Will Ukraine’s elections stop USD/Ruble selloff?

It’s been a quiet start to the week among the major currencies, with many traders turning their eyes toward Fedspeak and European data later in the week as the next catalyst for markets. That said, there are a number of high-impact announcements out of major emerging markets countries that could steal the headlines this week. By midweek, the market will get its most up-to-date look at the economies of Mexico, China, South Africa, and Russia, suggesting that EM currencies may provide more actionable trading opportunities than their developed world counterparts this week.
 

Will Ukraine Elections Stop USD/RUB Selloff?

Perhaps more than any other country, the market will be focusing on Russia. Like the countries mentioned below, high-impact economic reports, including Industrial Production and Retail Sales are on tap in Russia, but geopolitical concerns should remain the primary driver of trade this week. The latest news suggests that Russian President Putin has ordered troops near the Ukrainian border to withdrawal (again) ahead of Ukraine’s critical Presidential election on Saturday, though this pullback has not been verified by either NATO or the Pentagon.
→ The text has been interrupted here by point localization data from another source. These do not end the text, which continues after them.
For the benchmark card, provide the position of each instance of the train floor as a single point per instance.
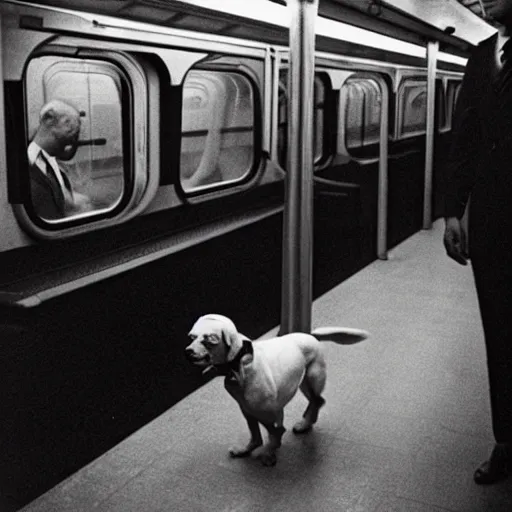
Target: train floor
(407, 418)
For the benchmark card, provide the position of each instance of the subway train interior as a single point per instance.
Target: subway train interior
(188, 129)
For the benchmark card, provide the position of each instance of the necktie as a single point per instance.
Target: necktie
(58, 193)
(505, 74)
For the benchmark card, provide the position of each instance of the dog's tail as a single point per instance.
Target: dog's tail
(340, 335)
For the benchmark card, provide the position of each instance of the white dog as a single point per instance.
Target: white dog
(263, 377)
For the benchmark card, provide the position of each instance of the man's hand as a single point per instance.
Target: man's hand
(455, 240)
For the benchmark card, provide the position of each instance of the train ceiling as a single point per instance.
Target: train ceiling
(474, 6)
(415, 21)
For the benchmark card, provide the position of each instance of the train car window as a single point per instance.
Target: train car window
(363, 103)
(442, 118)
(452, 94)
(218, 120)
(412, 108)
(75, 124)
(319, 117)
(282, 118)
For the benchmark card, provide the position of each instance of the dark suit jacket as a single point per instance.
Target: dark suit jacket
(480, 160)
(48, 200)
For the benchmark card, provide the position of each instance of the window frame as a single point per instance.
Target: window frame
(368, 148)
(230, 186)
(408, 81)
(135, 77)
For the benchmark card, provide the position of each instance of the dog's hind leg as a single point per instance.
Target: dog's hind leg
(312, 386)
(267, 454)
(255, 441)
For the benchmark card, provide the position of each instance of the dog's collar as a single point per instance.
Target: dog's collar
(228, 368)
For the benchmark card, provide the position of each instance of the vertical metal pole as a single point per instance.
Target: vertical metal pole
(297, 282)
(432, 51)
(382, 215)
(275, 105)
(268, 99)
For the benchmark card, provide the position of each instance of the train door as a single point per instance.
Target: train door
(447, 90)
(407, 159)
(347, 123)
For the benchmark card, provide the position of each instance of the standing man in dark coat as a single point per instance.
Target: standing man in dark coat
(480, 165)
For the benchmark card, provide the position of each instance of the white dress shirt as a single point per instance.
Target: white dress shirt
(502, 39)
(34, 152)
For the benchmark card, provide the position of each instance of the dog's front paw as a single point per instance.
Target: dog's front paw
(302, 427)
(266, 456)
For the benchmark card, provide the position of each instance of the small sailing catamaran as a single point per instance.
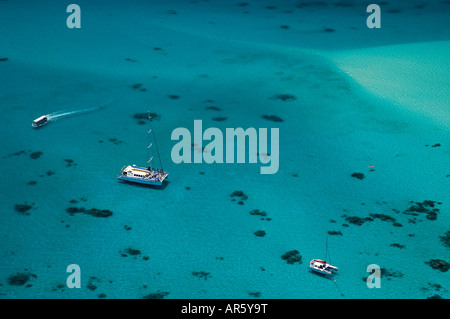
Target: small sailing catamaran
(144, 175)
(321, 266)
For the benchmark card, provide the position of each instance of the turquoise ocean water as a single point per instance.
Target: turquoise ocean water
(224, 62)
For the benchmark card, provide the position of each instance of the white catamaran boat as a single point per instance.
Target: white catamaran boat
(40, 121)
(321, 266)
(144, 175)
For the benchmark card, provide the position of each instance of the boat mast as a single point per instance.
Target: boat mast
(150, 137)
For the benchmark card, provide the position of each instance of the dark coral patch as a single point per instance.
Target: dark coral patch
(156, 295)
(201, 274)
(284, 97)
(446, 239)
(213, 108)
(358, 175)
(92, 212)
(260, 233)
(23, 208)
(439, 264)
(36, 155)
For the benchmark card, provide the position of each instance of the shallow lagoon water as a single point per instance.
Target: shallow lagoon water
(222, 61)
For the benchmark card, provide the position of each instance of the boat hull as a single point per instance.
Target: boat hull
(322, 272)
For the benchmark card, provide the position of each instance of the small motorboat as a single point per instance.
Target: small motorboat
(40, 121)
(321, 266)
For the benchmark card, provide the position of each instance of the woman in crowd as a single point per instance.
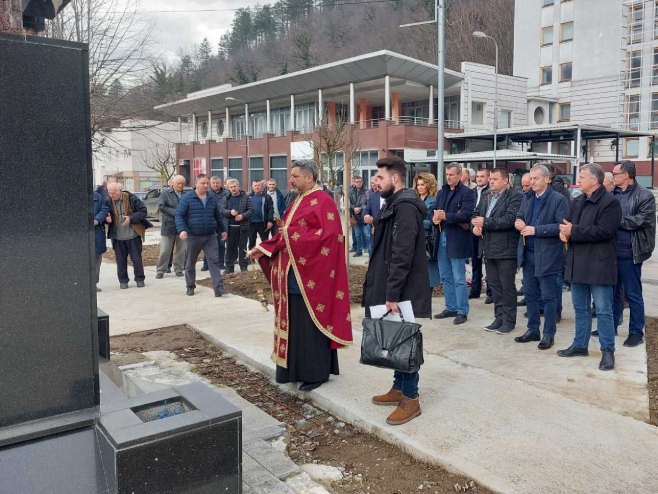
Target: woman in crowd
(426, 187)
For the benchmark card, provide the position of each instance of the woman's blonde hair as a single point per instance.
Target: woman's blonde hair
(430, 183)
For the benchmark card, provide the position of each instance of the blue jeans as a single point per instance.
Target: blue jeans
(362, 236)
(629, 276)
(407, 382)
(453, 278)
(539, 291)
(582, 295)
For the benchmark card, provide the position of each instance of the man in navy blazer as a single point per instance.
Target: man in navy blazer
(453, 211)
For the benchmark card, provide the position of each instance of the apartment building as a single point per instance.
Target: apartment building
(389, 100)
(591, 62)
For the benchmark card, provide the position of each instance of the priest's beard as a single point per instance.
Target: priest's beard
(387, 191)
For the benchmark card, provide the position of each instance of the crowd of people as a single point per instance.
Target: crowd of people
(417, 239)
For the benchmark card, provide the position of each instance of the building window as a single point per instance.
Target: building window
(635, 20)
(565, 112)
(235, 169)
(654, 111)
(505, 120)
(217, 168)
(631, 148)
(634, 68)
(279, 172)
(566, 32)
(477, 113)
(547, 35)
(633, 112)
(255, 169)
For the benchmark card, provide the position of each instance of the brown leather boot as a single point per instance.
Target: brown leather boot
(393, 397)
(407, 410)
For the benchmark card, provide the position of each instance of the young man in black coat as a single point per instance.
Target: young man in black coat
(398, 272)
(592, 263)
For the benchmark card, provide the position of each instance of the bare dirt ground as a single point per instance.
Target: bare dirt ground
(371, 466)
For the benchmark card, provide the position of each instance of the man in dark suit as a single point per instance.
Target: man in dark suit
(482, 181)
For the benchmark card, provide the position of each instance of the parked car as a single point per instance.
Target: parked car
(152, 198)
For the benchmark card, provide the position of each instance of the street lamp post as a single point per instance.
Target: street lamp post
(246, 122)
(439, 18)
(480, 34)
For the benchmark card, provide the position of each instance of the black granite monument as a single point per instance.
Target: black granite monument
(64, 426)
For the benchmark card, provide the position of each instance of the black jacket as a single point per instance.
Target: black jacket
(591, 256)
(459, 211)
(246, 210)
(268, 207)
(398, 264)
(167, 208)
(500, 238)
(357, 200)
(641, 221)
(548, 248)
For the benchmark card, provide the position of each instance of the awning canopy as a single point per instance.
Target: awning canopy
(550, 133)
(360, 69)
(505, 155)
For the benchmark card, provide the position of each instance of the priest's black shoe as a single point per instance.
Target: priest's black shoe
(527, 337)
(633, 340)
(607, 360)
(545, 343)
(573, 351)
(306, 386)
(494, 325)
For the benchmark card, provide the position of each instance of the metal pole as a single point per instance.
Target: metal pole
(439, 6)
(496, 104)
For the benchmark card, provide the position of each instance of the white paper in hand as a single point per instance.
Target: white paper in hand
(377, 311)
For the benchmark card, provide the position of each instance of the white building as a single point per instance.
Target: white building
(591, 62)
(130, 149)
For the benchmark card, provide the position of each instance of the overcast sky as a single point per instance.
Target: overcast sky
(173, 31)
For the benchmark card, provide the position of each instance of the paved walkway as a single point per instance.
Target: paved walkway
(508, 415)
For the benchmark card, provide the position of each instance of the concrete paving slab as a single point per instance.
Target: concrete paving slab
(508, 415)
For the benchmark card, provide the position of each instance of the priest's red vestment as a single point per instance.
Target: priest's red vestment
(311, 242)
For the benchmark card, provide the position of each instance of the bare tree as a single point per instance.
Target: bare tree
(117, 39)
(161, 159)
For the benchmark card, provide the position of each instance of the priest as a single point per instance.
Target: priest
(305, 264)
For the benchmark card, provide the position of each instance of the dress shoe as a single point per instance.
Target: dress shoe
(310, 386)
(408, 409)
(460, 319)
(504, 329)
(527, 337)
(573, 351)
(494, 325)
(607, 360)
(546, 343)
(393, 397)
(445, 314)
(633, 340)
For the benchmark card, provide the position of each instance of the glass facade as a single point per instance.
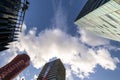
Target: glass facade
(11, 19)
(103, 21)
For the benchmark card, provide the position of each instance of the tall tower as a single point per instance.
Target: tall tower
(54, 70)
(101, 17)
(13, 68)
(12, 14)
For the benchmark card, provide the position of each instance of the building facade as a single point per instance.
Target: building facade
(101, 17)
(54, 70)
(11, 18)
(13, 68)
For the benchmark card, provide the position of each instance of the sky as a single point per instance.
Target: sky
(49, 33)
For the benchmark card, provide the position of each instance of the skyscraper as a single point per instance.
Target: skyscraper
(54, 70)
(12, 14)
(13, 68)
(101, 17)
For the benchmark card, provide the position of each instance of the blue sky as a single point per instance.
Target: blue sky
(49, 32)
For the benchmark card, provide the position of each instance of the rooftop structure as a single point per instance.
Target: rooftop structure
(101, 17)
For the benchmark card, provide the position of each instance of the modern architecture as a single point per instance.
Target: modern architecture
(101, 17)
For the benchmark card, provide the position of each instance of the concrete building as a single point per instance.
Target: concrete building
(14, 67)
(101, 17)
(54, 70)
(12, 14)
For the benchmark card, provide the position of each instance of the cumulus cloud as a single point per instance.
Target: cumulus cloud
(71, 50)
(55, 42)
(91, 39)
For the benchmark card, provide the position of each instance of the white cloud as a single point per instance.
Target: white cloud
(71, 50)
(56, 43)
(91, 39)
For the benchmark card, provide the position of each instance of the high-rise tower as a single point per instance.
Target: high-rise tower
(12, 14)
(54, 70)
(101, 17)
(13, 68)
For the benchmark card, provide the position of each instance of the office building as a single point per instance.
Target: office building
(12, 14)
(54, 70)
(101, 17)
(13, 68)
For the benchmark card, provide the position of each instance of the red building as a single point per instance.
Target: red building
(13, 68)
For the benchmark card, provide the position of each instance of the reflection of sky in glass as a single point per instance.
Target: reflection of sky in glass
(106, 21)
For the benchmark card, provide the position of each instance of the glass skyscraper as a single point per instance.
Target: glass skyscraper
(101, 17)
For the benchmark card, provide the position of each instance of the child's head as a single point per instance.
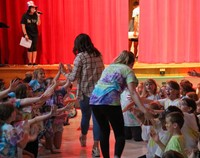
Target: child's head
(174, 122)
(21, 91)
(167, 111)
(153, 106)
(185, 87)
(172, 154)
(172, 90)
(28, 77)
(39, 74)
(150, 87)
(162, 92)
(7, 113)
(188, 105)
(140, 87)
(48, 81)
(192, 95)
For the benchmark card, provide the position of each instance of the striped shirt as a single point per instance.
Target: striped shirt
(87, 71)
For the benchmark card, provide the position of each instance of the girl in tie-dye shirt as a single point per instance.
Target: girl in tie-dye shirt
(105, 100)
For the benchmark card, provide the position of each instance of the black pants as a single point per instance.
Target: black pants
(32, 147)
(106, 115)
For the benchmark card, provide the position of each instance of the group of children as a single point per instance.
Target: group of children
(32, 111)
(175, 124)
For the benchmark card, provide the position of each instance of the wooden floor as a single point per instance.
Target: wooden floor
(142, 71)
(71, 147)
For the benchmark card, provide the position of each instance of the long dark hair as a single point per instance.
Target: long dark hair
(6, 110)
(83, 43)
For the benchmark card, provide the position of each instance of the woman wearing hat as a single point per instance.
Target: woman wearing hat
(30, 20)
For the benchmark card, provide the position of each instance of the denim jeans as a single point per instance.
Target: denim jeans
(86, 111)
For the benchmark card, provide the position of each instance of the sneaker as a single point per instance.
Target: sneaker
(82, 140)
(95, 152)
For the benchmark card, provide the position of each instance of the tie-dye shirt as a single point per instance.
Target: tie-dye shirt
(113, 81)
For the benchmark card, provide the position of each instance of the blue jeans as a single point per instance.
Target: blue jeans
(86, 111)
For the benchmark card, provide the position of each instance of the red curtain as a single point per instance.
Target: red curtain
(169, 31)
(106, 21)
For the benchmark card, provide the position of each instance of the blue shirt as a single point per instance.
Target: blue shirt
(113, 81)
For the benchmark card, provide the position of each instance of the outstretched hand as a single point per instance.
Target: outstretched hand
(192, 73)
(53, 110)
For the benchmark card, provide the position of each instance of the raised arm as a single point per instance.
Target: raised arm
(13, 85)
(43, 117)
(137, 100)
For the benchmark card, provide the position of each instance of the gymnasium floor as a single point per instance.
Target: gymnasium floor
(71, 146)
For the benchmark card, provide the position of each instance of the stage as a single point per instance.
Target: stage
(159, 72)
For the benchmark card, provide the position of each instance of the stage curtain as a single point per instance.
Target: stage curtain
(169, 31)
(106, 21)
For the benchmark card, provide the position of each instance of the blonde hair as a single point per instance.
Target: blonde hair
(125, 57)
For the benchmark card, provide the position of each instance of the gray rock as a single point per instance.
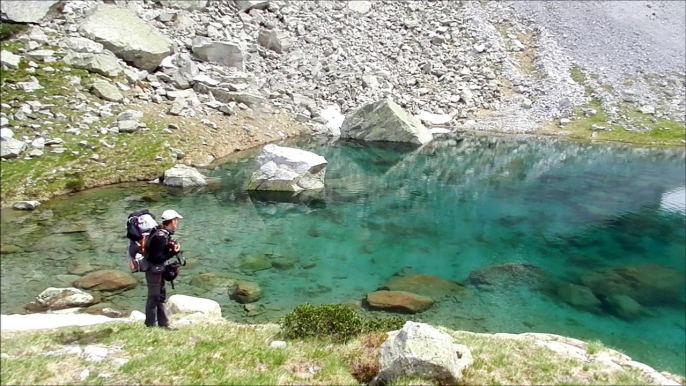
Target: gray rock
(183, 176)
(26, 205)
(288, 169)
(247, 5)
(419, 350)
(130, 115)
(9, 60)
(127, 36)
(103, 63)
(11, 148)
(230, 54)
(27, 11)
(107, 91)
(189, 5)
(82, 45)
(384, 121)
(277, 41)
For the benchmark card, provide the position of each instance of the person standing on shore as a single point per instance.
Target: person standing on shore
(160, 248)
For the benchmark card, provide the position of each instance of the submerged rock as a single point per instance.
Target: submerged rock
(420, 350)
(579, 297)
(648, 284)
(107, 280)
(183, 176)
(245, 291)
(288, 169)
(61, 298)
(425, 285)
(127, 36)
(399, 301)
(384, 121)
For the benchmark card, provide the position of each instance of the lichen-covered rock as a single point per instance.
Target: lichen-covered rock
(419, 350)
(127, 36)
(183, 176)
(384, 121)
(399, 301)
(288, 169)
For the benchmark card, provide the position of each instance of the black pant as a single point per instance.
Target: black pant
(157, 295)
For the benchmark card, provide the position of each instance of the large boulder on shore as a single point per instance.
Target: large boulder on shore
(230, 54)
(127, 36)
(399, 301)
(107, 280)
(185, 305)
(27, 11)
(288, 169)
(184, 176)
(384, 121)
(422, 351)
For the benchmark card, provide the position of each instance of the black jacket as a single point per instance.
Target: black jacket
(158, 250)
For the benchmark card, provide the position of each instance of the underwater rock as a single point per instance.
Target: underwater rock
(579, 297)
(625, 307)
(511, 274)
(425, 285)
(245, 291)
(648, 284)
(399, 301)
(253, 263)
(288, 169)
(107, 280)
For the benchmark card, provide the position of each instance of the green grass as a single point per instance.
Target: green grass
(232, 354)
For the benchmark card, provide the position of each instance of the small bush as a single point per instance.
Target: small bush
(335, 321)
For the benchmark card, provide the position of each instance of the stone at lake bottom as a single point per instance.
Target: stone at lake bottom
(61, 298)
(579, 297)
(127, 36)
(384, 121)
(288, 169)
(107, 280)
(183, 304)
(399, 301)
(27, 11)
(425, 285)
(649, 284)
(422, 351)
(183, 176)
(26, 205)
(246, 291)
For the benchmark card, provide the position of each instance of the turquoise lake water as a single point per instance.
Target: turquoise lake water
(450, 209)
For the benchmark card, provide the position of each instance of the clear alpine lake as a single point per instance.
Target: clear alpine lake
(545, 235)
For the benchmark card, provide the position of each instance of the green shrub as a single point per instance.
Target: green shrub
(337, 322)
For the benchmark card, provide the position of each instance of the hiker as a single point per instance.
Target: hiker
(159, 249)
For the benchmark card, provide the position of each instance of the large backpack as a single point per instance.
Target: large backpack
(138, 226)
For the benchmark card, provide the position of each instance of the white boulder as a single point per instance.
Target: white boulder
(27, 11)
(420, 350)
(184, 305)
(288, 169)
(127, 36)
(384, 121)
(230, 54)
(183, 176)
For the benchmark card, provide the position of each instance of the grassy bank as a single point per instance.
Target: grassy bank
(232, 354)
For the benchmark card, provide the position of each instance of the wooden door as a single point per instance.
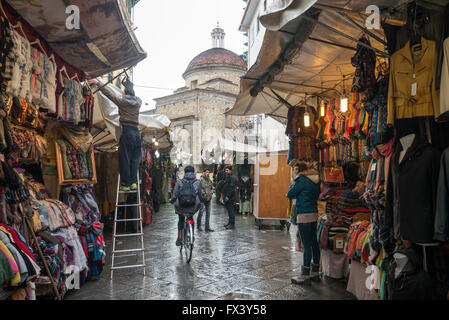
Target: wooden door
(271, 187)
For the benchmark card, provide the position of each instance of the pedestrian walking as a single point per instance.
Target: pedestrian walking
(186, 198)
(207, 190)
(219, 176)
(306, 191)
(229, 196)
(245, 191)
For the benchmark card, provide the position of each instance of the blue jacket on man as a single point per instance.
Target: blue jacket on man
(306, 191)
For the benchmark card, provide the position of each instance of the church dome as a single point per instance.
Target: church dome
(217, 56)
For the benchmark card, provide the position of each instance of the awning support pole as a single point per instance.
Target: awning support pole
(110, 81)
(281, 100)
(356, 25)
(345, 35)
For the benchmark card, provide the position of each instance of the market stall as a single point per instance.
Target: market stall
(372, 105)
(51, 237)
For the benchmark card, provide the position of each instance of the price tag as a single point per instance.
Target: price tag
(414, 88)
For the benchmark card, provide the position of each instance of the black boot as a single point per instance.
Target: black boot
(315, 272)
(304, 278)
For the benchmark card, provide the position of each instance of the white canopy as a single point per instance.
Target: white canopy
(307, 51)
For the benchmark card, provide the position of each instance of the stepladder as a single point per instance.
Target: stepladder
(136, 234)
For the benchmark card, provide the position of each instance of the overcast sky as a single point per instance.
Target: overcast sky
(173, 32)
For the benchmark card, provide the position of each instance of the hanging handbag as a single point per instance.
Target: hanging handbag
(334, 175)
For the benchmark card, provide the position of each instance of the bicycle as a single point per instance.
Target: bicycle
(188, 237)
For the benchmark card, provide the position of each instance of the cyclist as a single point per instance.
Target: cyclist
(181, 194)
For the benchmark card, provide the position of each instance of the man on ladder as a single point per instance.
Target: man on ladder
(129, 159)
(130, 140)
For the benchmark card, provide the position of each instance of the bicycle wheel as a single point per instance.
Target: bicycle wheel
(188, 242)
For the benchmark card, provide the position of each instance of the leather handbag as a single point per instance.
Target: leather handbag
(334, 175)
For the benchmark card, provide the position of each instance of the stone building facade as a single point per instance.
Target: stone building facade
(212, 81)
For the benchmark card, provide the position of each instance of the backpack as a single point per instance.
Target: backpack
(187, 193)
(220, 185)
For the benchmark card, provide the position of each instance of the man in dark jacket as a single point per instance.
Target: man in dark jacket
(189, 175)
(229, 191)
(218, 177)
(130, 140)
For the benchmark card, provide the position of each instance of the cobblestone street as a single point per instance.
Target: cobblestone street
(245, 263)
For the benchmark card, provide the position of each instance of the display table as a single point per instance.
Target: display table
(357, 282)
(334, 265)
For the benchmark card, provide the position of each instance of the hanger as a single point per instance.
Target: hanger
(38, 42)
(76, 77)
(415, 36)
(65, 71)
(52, 58)
(3, 10)
(19, 25)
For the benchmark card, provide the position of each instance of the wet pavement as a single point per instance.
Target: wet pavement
(244, 263)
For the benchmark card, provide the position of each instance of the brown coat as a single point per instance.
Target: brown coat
(403, 73)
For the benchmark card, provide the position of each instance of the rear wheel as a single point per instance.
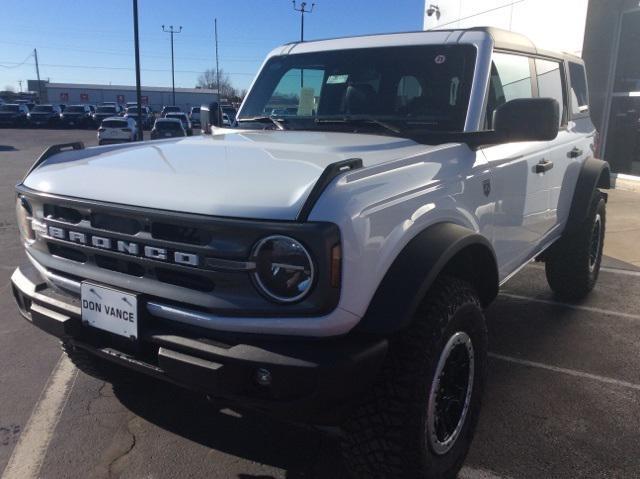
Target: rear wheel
(572, 264)
(420, 416)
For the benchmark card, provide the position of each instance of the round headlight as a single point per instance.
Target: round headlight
(284, 269)
(23, 215)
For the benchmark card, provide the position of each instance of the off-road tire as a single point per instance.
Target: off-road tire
(386, 435)
(572, 264)
(88, 363)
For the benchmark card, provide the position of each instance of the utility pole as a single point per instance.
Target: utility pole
(173, 77)
(136, 42)
(35, 54)
(215, 24)
(302, 9)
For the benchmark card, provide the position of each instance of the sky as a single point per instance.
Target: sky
(89, 41)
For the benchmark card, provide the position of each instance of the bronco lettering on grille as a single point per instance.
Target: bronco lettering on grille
(126, 247)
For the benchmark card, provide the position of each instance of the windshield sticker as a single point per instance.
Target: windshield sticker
(337, 79)
(305, 107)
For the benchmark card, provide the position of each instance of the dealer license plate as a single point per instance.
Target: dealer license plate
(110, 310)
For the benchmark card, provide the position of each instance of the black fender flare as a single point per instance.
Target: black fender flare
(594, 174)
(442, 247)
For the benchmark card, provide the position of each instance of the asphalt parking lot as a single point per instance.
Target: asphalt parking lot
(562, 400)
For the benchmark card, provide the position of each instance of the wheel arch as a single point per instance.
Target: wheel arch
(443, 248)
(593, 175)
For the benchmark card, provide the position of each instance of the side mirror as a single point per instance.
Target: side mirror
(527, 119)
(210, 115)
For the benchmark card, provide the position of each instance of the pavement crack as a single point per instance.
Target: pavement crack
(112, 468)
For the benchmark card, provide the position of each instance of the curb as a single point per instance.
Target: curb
(625, 182)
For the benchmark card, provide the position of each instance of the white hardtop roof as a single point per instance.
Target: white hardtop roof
(502, 39)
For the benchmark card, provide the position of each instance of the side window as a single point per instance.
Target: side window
(550, 84)
(297, 93)
(510, 80)
(409, 88)
(579, 92)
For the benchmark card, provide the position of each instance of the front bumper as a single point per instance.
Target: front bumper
(311, 380)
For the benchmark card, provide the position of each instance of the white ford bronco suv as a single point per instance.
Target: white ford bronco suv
(329, 258)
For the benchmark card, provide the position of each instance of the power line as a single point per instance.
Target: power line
(511, 4)
(101, 67)
(19, 64)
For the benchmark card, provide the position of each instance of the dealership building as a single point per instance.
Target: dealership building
(605, 33)
(155, 97)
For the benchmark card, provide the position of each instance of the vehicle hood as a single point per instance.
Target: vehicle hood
(244, 174)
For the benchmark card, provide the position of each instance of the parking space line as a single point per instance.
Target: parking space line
(570, 372)
(27, 457)
(473, 473)
(578, 307)
(606, 269)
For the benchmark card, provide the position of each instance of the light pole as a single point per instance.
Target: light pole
(173, 78)
(136, 43)
(302, 9)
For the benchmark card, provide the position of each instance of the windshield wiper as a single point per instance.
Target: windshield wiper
(279, 122)
(347, 120)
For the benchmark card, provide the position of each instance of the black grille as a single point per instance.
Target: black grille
(119, 224)
(180, 234)
(121, 266)
(67, 253)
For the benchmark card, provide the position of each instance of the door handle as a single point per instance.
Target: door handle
(575, 153)
(544, 166)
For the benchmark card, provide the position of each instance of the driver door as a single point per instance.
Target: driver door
(521, 211)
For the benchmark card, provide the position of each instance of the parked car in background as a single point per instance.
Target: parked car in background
(44, 115)
(76, 116)
(117, 129)
(167, 128)
(105, 111)
(13, 114)
(186, 124)
(147, 117)
(194, 116)
(169, 109)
Given the proximity of the elections and the ongoing violence, the situation remains highly volatile and traders are pricing in a premium for this political uncertainty. If the elections go off without any major hitches, we may see a risk-on tone as traders grow more confident, whereas any abnormalities or the prospect of further violence could keep the lid on risk-based trades heading into next week.

 

 

Source: FOREX.com 

Looking specifically to the USD/RUB, the pair has ratcheted lower over the last few weeks on falling US yields and fading headlines out of Ukraine. On a technical basis, the pair is currently trading at a 4-month low after breaking below its symmetrical triangle pattern two weeks ago. The RSI remains in a clear downtrend, and the MACD is trending lower below its signal line and the “0” level, showing that the bears remain firmly in control as we go to press.

From here, the next levels of support to watch are the 61.8% Fibonacci retracement at 34.15, the 200-day MA at 33.83, and the 78.6% Fibonacci retracement at 33.41. Meanwhile, previous support at 34.90 may provide resistance on any bounces, and only a conclusive break back above that level would shift the near-term bias to the topside moving forward.